Vladimir Putin with Aleksander Zaldostanov and his Night Wolves motorcycle club in Sevastopol, Crimea. Photo EFE
Vladimir Putin with Aleksander Zaldostanov and his Night Wolves motorcycle club in Sevastopol, Crimea. Photo by AP
In early 2020, he said, referring to same-sex marriage: “… while I’m president, it’s not going to happen. There will still be ‘father’ and ‘mother’ ”. And with the reform of article 7 of the 1993 constitution, it even went so far as to make same-sex marriage unconstitutional.
Who seems to like Putin more than Tchaikovsky is the “progressive” pope of Argentina because when the Government of the Autonomous City of Buenos Aires legalized same-sex marriage, it attacked the anger of Mauricio Macriand, on the other hand, did not show any personal antipathy for the person responsible for the genocide in Ukraine.

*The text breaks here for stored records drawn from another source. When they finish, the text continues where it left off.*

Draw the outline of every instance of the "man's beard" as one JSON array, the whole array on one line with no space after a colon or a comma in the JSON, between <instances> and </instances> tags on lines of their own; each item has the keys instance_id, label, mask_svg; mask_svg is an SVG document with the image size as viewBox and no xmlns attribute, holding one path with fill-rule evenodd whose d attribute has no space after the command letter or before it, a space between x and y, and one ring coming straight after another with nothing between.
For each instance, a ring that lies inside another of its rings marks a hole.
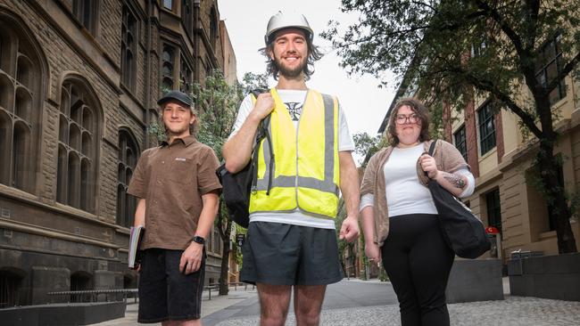
<instances>
[{"instance_id":1,"label":"man's beard","mask_svg":"<svg viewBox=\"0 0 580 326\"><path fill-rule=\"evenodd\" d=\"M178 129L171 130L169 127L165 126L165 133L167 135L180 135L185 132L189 132L191 125L187 125L187 126L180 127Z\"/></svg>"},{"instance_id":2,"label":"man's beard","mask_svg":"<svg viewBox=\"0 0 580 326\"><path fill-rule=\"evenodd\" d=\"M278 69L279 70L279 74L281 76L284 76L286 77L290 77L290 78L295 78L297 77L300 77L302 70L306 67L307 62L306 61L304 61L302 64L301 64L300 66L293 69L288 69L282 64L280 59L275 58L274 64L276 64L276 67L278 67Z\"/></svg>"}]
</instances>

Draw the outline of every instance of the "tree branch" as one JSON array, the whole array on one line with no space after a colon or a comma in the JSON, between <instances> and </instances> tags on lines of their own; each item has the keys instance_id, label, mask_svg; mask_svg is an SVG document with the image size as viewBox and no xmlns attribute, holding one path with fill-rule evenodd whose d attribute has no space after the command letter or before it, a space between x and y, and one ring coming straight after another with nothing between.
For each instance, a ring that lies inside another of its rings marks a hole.
<instances>
[{"instance_id":1,"label":"tree branch","mask_svg":"<svg viewBox=\"0 0 580 326\"><path fill-rule=\"evenodd\" d=\"M580 63L580 52L578 52L572 60L570 60L561 70L548 85L546 85L546 94L550 94L552 89L556 88L558 85L564 80L564 78Z\"/></svg>"},{"instance_id":2,"label":"tree branch","mask_svg":"<svg viewBox=\"0 0 580 326\"><path fill-rule=\"evenodd\" d=\"M465 78L476 87L484 91L487 91L493 94L498 98L498 100L501 101L514 114L522 119L526 126L530 129L534 135L535 135L538 139L542 137L543 131L540 130L540 128L538 128L535 125L534 117L526 112L524 109L520 108L508 94L497 88L493 82L489 80L481 80L476 76L473 76L460 68L452 68L449 70L464 76Z\"/></svg>"}]
</instances>

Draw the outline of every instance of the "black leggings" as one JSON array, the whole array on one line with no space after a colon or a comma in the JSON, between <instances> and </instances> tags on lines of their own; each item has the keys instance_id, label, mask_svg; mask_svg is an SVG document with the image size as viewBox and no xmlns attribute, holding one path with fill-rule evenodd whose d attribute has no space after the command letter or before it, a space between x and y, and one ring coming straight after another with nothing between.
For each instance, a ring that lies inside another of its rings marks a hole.
<instances>
[{"instance_id":1,"label":"black leggings","mask_svg":"<svg viewBox=\"0 0 580 326\"><path fill-rule=\"evenodd\" d=\"M399 216L389 225L381 254L399 299L402 325L448 326L445 288L455 255L443 240L437 216Z\"/></svg>"}]
</instances>

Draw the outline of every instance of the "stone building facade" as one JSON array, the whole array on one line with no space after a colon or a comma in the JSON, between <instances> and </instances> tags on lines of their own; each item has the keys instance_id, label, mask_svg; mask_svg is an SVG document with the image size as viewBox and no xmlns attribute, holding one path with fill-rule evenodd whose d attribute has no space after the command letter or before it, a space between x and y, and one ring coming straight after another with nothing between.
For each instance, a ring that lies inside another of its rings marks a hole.
<instances>
[{"instance_id":1,"label":"stone building facade","mask_svg":"<svg viewBox=\"0 0 580 326\"><path fill-rule=\"evenodd\" d=\"M544 64L537 68L536 76L546 79L559 71L562 55L559 38L543 46ZM580 186L580 81L568 76L550 94L551 109L558 118L554 129L559 133L554 155L561 156L563 167L558 175L568 194ZM386 132L391 109L398 98L413 95L404 87L399 89L391 103L379 133ZM521 86L521 98L531 96ZM453 143L471 167L476 189L464 202L478 216L485 227L497 230L499 245L482 256L502 258L505 263L515 250L530 251L530 255L558 255L558 239L554 222L548 214L543 196L530 182L534 174L534 162L539 143L534 136L525 137L519 118L505 110L493 110L489 98L479 96L464 108L443 104L443 136ZM580 248L578 212L570 218L570 226ZM495 241L498 242L498 241Z\"/></svg>"},{"instance_id":2,"label":"stone building facade","mask_svg":"<svg viewBox=\"0 0 580 326\"><path fill-rule=\"evenodd\" d=\"M235 76L227 36L217 0L0 0L0 308L136 287L126 191L155 102Z\"/></svg>"}]
</instances>

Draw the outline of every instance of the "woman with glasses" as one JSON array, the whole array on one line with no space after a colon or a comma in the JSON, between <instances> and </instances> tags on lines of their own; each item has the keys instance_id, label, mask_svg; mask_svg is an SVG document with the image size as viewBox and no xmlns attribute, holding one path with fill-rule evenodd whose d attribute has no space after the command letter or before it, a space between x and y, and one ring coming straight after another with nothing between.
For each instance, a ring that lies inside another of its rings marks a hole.
<instances>
[{"instance_id":1,"label":"woman with glasses","mask_svg":"<svg viewBox=\"0 0 580 326\"><path fill-rule=\"evenodd\" d=\"M475 180L451 143L438 141L427 154L427 109L404 98L389 117L390 146L369 161L360 189L365 252L382 260L393 284L402 326L449 325L445 288L455 255L444 242L437 209L426 186L436 180L456 197L470 196Z\"/></svg>"}]
</instances>

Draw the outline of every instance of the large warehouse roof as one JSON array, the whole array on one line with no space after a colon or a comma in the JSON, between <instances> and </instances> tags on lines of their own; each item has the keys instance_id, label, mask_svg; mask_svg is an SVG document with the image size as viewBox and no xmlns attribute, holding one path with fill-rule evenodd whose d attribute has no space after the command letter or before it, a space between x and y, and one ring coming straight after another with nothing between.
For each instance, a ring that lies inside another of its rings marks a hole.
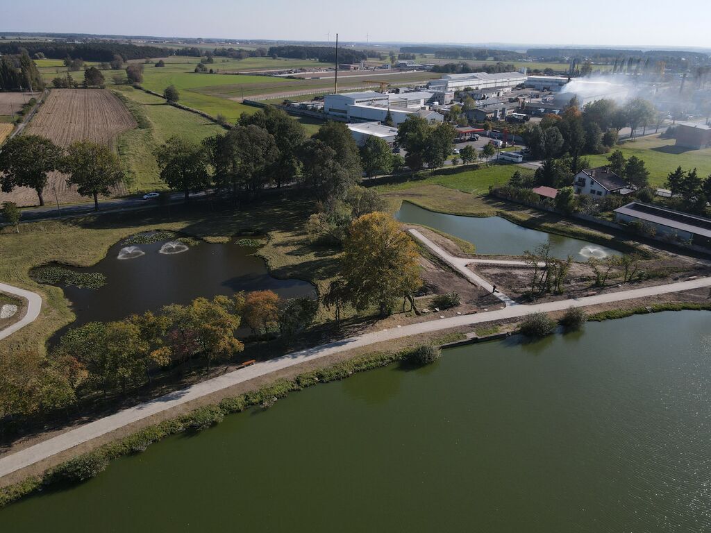
<instances>
[{"instance_id":1,"label":"large warehouse roof","mask_svg":"<svg viewBox=\"0 0 711 533\"><path fill-rule=\"evenodd\" d=\"M711 220L703 217L639 202L631 202L618 208L615 212L711 238Z\"/></svg>"}]
</instances>

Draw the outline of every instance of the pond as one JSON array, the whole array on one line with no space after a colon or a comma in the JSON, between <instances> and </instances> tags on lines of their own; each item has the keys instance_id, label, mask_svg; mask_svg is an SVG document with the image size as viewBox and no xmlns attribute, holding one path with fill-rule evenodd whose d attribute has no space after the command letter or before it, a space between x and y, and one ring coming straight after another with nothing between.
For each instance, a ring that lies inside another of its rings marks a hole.
<instances>
[{"instance_id":1,"label":"pond","mask_svg":"<svg viewBox=\"0 0 711 533\"><path fill-rule=\"evenodd\" d=\"M544 242L550 244L552 256L565 259L570 255L574 261L620 254L617 250L579 239L523 227L501 217L447 215L428 211L409 202L402 203L395 218L403 222L428 226L471 242L476 247L476 253L483 255L522 255L525 250L533 252Z\"/></svg>"},{"instance_id":2,"label":"pond","mask_svg":"<svg viewBox=\"0 0 711 533\"><path fill-rule=\"evenodd\" d=\"M710 325L637 316L316 385L11 505L0 531L709 531Z\"/></svg>"},{"instance_id":3,"label":"pond","mask_svg":"<svg viewBox=\"0 0 711 533\"><path fill-rule=\"evenodd\" d=\"M188 303L198 296L229 296L238 291L269 289L282 298L316 296L308 281L270 276L255 252L234 242L201 242L189 247L174 241L134 246L117 243L92 266L68 267L106 276L105 284L98 289L63 287L77 317L68 327L121 320L170 303ZM50 343L66 330L58 332Z\"/></svg>"}]
</instances>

The same applies to the “progressive” Argentine government also, without distinction of internal cracks.
But most surprising is that the groups of actors and intellectual part of the entourage have done nothing, or very little, to differentiate themselves from tastes or preferences. Or sympathizers of the Russian Revolution. Even those who profess to be human rights defenders.